Final grades for the semester will be calculated according to the following formula:
ACADEMIC HONESTY
Secondary critical sources are not required for the first essays assignments in this course, but they will be required on the final critical research paper. On any assignment, however, you must fully cite any sources that you use. The source must appear in the list of works cited at the end of the essay, and each source must be cited on every occasion that you make use of its words or ideas. This is true if the source is your primary source (the text you are studying) or a critical source (an analysis of the work published elsewhere), and it is true if the source is printed or electronic, including internet sources. You may use any standard method of citation, including the Chicago Style, but it is recommended that you use the Modern Language Association (MLA) Style of documentation, which uses parenthetical citations and a list of works cited at the end of the essay. This style is described in the MLA Handbook for Writers of Research Papers, which is available in the reference section of the library and in the Writing Center.
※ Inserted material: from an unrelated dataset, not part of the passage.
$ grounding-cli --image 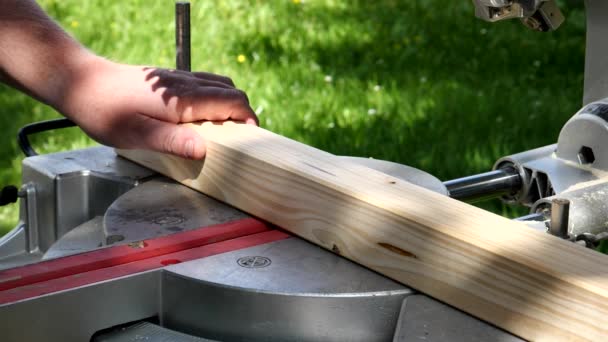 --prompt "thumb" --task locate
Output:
[139,118,206,159]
The failure to fully cite sources within your submitted work is a form of plagiarism. Plagiarism is the appropriation of ideas, data, work, or language of others and submitting them as one’s own to satisfy the requirements of a course. Plagiarism constitutes theft and deceit. Special care should be taken, when cutting and pasting materials or when paraphrasing, to cite sources correctly and to use quotation marks around exact words from source materials. Actions that result in plagiarism may be intentional or unintentional. Consequently, students must understand the concept of plagiarism. When reading, processing, or using materials from any source, appropriate documentation is always essential.
The consequences of plagiarism may range from failure on the assignment to failure for the course and university disciplinary action. Resources such as the library (ext. 2178) and the Writing Center (www.fairfield.edu/writingcenter) are available on campus to assist you in your academic endeavors. You are encouraged to take advantage of these resources.
TEXTS
The required text for the class is available at the Fairfield Bookstore:
Other reading assignments will be provided in class or made available through the university’s Electronic Reserves.